宿舎は順調に行けばこの3軒で足りるはずであったが、トラブルあり、私を含めた応援の技術者が増えたため、アメリカ(ロサンジェルス)から、大型トレーラー式のキャンピングカー(2寝室、キッチン、ダイニング、トイレ付き、4人用)を1台、長期レンタルしていた。 アメリカ製のトレーラーは、狭いがなかなか快適で、クーラーもあり電子レンジや冷蔵庫も付いていた(電気と水は外部から供給される)。 もっとも砂漠の中であるため、或る時入口に脱いでおいた靴の中に、サソリが1匹入っていて驚かされたことがあった。

建設現場の中には、我々の現地事務所が1軒ある。 事務所と言っても縦10メートル横6メートル程、平屋に萱葺きの建物。 電気はあるが水道やガスなどは一切なし。 締め切った窓から粒のごくごく細かな砂が入り込み、一日で机の上が薄っすらと白くなる。 この現地事務所で、建設技術者約20人が仕事をしている(数百人の現地労働者は、別の建物)。 この狭い部屋に日本人、メキシコ人、スペイン人、スイス人、ドイツ人の5カ国人が所狭しと机を並べて、砂漠の中の小世界を構成している。 全体取りまとめは日本、発電機(25000kw 2台)はスペイン製、発電用のジーゼルエンジン(32000馬力 2台)は日本製、制御装置はドイツとスイス製、配電盤はメキシコ製という構成だ。

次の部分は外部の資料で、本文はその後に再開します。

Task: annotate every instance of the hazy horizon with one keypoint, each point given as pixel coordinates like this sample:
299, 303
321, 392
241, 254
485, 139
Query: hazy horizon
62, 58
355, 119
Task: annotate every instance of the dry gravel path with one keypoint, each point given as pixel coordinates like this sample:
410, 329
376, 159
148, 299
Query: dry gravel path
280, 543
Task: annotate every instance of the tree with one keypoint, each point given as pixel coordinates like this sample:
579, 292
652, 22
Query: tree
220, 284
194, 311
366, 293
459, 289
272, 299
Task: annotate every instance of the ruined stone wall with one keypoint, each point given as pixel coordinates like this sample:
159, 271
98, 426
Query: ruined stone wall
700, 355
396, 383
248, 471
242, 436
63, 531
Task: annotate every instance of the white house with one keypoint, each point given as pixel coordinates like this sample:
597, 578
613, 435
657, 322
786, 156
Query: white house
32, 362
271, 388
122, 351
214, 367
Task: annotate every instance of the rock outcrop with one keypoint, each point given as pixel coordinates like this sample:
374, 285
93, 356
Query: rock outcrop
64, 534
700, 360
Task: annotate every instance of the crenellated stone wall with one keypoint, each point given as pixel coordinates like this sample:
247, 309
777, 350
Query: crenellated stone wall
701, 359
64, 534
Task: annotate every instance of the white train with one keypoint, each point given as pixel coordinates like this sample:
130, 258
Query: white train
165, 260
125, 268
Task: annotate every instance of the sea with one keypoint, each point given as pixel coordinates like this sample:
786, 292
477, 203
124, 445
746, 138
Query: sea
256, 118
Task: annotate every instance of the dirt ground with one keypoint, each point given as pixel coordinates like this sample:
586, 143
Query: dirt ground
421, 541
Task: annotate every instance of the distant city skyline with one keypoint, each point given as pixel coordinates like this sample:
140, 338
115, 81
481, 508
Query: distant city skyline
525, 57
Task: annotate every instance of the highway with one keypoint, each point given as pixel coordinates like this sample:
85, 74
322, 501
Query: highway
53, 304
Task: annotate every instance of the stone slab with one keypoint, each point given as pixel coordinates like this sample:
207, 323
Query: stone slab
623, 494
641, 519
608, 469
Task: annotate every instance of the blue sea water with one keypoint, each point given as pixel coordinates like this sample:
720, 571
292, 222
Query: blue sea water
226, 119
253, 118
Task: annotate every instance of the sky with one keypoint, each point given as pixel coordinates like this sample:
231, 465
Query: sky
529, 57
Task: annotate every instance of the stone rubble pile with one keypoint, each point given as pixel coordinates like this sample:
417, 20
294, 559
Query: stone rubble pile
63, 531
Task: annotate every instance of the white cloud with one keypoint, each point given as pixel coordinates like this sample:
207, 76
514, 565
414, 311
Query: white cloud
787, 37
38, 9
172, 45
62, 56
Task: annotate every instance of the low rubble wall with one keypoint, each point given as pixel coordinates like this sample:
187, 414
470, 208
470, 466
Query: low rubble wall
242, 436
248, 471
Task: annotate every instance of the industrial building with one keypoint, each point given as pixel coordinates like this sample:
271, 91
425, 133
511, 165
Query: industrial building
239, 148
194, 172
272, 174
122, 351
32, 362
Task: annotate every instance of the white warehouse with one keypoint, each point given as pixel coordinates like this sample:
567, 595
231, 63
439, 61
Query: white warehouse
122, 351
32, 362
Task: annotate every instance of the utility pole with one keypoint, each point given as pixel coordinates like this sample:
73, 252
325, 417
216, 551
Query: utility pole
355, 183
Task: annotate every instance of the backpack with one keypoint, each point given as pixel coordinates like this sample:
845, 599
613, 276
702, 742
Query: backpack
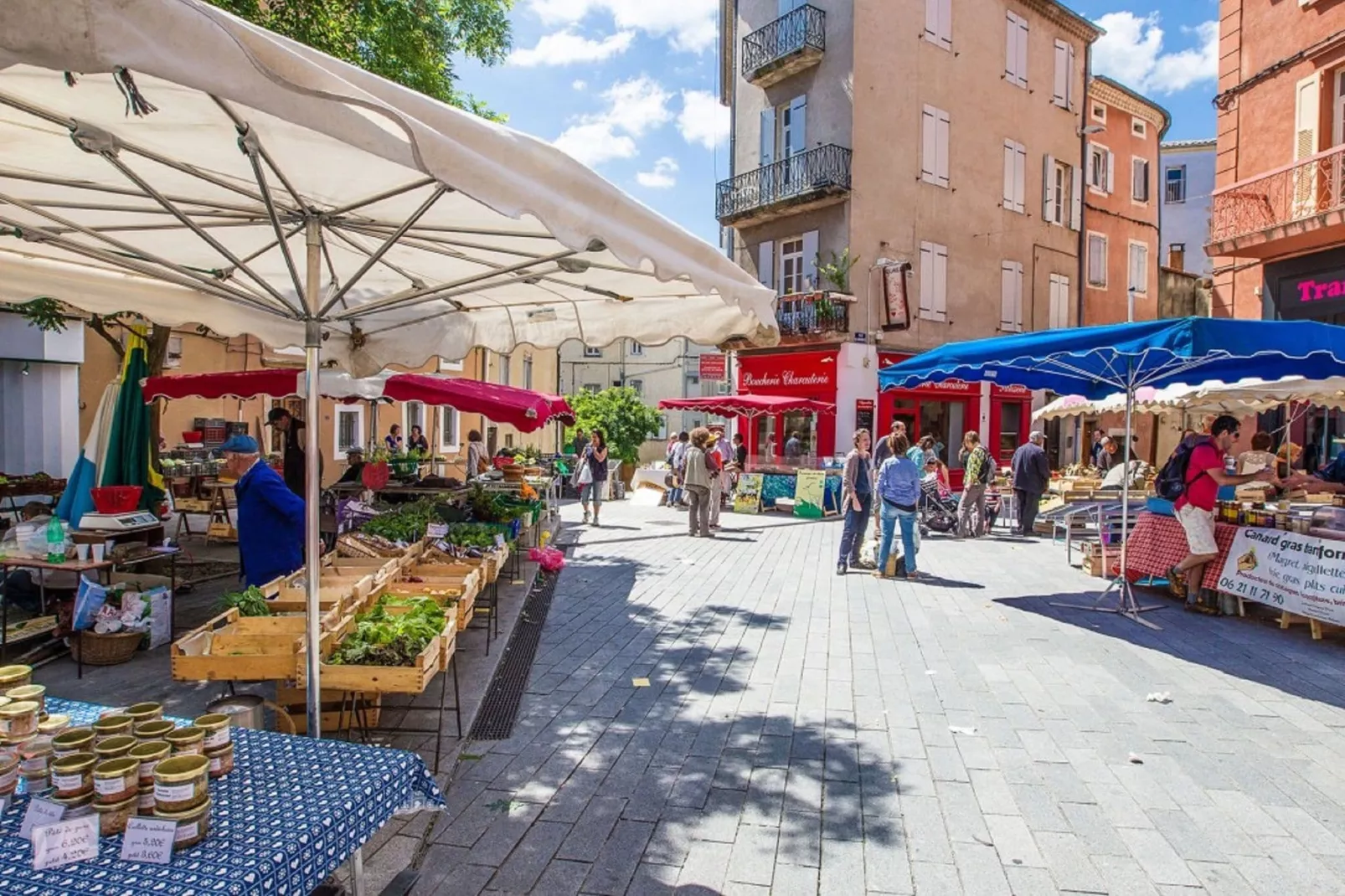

お客(メキシコ国営電力会社)はメキシコ人なので正式書類はスペイン語、仕様書はスペイン語と英語と日本語。 何ともややこしいことである。 そこにいる技術者も、日本語だけが理解できる人、スペイン語だけが理解できる人、日本語とスペイン語が理解できる人、日本語と英語が理解できる人、ドイツ語と英語が理解できる人、と様々だ。 全員がいろいろな場面でコミュニケーションを取る必要があるわけだが、人によって通じる言葉が異なるので、AさんとBさんが話をする場合、両者に共通して理解できる言葉を使う必要がある。

例えば、日本語と英語が理解できる人とスペイン語と英語が理解できる人とが話をする時は英語を使う。 ドイツ語とスペイン語が理解できる人とスペイン語だけが理解できる人とが話をする時はスペイン語を使う、と言う具合である。 両者に共通の言葉がある時はまだ良いが、日本語と英語が理解できるAさんと、スペイン語だけが理解できるBさんとが話をしなければならない時は厄介だ。 AさんとBさんの間に英語とスペイン語が理解できるCさんを見つけてきて、Aさんが英語でCさんに話し、Cさんがスペイン語でBさんに取り次ぐ、と言うことになる。

何しろ狭い部屋に、5つの国の人々が4つの言葉を使って話しをしながら仕事を進めるのだから大変だ。 おまけに、そこで使われている装置や部品はやはり5つの国から送られてきたものだから、何か不具合があれば夫々の国に電話やファックスをして連絡を取るわけだから、何とも複雑な仕事である。 その電話線も仮設のためか、時々不通になる。 その時は隣村の電話屋さんまで行かなければならない。 「電話屋さん」には、一人の女性交換手と5つほどの電話ブースがあり、電話番号を告げて申し込んで暫く待つと、繋がったから何番のブースに入りなさいと指示してくれる。

建設期間中いろいろとトラブルもあったが、その2.3を述べよう。

その1: 発電機、ディーゼルエンジン、制御装置など主要装置は輸入品(スペイン製、日本製、スイス製)で一応信頼できたが、補助の電気品は、契約書で決められた国産化率(契約金額の40%はメキシコ国内調達)の関係で、総てメキシコ製であった。 納入されたこの装置が曲者で出来が悪かった。 当然客側の検査に合格しなければいけないのだが、いろいろと不具合があり、日本的感覚では到底合格しそうにない。 といって総て手直しするだけの日程も残されていない。 しかし、電気品メーカーの技術者は「何とか合格させる」という。検査の日になり、メキシコ人の検査官が来て検査をした。 不具合部分はしっかり診ているが、一切コメントは無く、結果は「合格」である。 どうやらメキシコ人どうし、裏で話が着いているようである。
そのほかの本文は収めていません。